Certes deux et deux font quatre est chose bien utile mais deux et deux font cinq est chose fort agréable je te l'accorde.

Mais qu'il y a-t-il de pire qu'une bouteille vide, ah oui c'est vrai un verre vide...

Mais excuse moi j'ai une vipère au poing qui me suçait le sang...

édit : faut-il pour  chaque ligne donner référence des oeuvres ?

----------

## lesourbe

 *salamandrix wrote:*   

> 
> 
> Apprend moi.

 

ça c'est diplomate  :Smile: 

les gens sont plus enclins à t'écouter si tu vas dans leur sens, quand tu parles avec les mêmes mots, quand tu traites des thèmes qu'ils aiment.

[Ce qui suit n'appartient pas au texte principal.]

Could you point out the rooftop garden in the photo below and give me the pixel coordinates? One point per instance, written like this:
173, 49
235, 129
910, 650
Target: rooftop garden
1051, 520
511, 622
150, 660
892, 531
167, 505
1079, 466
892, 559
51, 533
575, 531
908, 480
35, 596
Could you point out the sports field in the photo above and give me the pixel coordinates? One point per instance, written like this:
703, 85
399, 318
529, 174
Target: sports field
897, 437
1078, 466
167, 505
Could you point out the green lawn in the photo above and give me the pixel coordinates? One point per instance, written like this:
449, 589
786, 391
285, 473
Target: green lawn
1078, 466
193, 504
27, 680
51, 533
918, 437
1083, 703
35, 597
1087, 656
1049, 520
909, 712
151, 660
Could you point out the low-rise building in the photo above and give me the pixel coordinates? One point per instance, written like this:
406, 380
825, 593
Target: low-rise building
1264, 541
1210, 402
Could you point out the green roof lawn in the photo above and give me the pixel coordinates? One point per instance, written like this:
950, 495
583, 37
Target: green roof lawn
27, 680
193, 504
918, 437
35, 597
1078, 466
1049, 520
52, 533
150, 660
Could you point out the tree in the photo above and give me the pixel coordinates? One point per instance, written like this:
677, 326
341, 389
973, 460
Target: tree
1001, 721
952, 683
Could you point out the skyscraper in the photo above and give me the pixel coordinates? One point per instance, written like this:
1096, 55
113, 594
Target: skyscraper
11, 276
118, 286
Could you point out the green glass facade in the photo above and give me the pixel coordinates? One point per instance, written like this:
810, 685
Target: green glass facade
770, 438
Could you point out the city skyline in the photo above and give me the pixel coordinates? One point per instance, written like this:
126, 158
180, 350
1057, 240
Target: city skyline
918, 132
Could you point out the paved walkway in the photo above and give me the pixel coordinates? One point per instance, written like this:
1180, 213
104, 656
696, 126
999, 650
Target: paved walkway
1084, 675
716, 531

tout est une question de se mettre dans la peau de l'autre et de deviner ce qu'il voudrait bien entendre.

prends comme exemple les candidats principaux à la présidence ...   :Wink: 

----------

## lesourbe

si t'es pas diplomate, tu peux toujours t'essayer à l'intimidation et autres joyeusetés, enjoy !

----------

## Enlight

 *lesourbe wrote:*   

> si t'es pas diplomate, tu peux toujours t'essayer à l'intimidation et autres joyeusetés, enjoy !

 

y'a que ça qui marche avec les gens "normaux"!

----------

## Delvin

glisse une petite liasse dans la lettre, ça aidera surement, et il y verra son profit  :Very Happy: 

----------

## salamandrix

Compte rendu : à priori nous aurons une salle (celle que nous voulions à l'étage près), réponse officiel demain.

Un grand remerciement à yoyo qui avait bien compris l'objet du topic, et avait répondu en conséquence.

Pour les autres : je vous remercie, mais à priori le troll ou la politique passe avant une demande d'aide. C'est bien un regret mon sentiment. J'en suis en peine. 

P.S. : réponse officielle de la mairie et vous tient au courant.

----------

## CryoGen

 *salamandrix wrote:*   

> Compte rendu : à priori nous aurons une salle (celle que nous voulions à l'étage près), réponse officiel demain.
> 
> Un grand remerciement à yoyo qui avait bien compris l'objet du topic, et avait répondu en conséquence.
> 
> Pour les autres : je vous remercie, mais à priori le troll ou la politique passe avant une demande d'aide. C'est bien un regret mon sentiment. J'en suis en peine. 
> ...

 

J'ai rien capté   :Shocked: 

a/ si c'est une attaque : Tu dis que tu as posté la lettre juste après le poste de yoyo... donc fin du "problème" on peut troller comme on veut non ? 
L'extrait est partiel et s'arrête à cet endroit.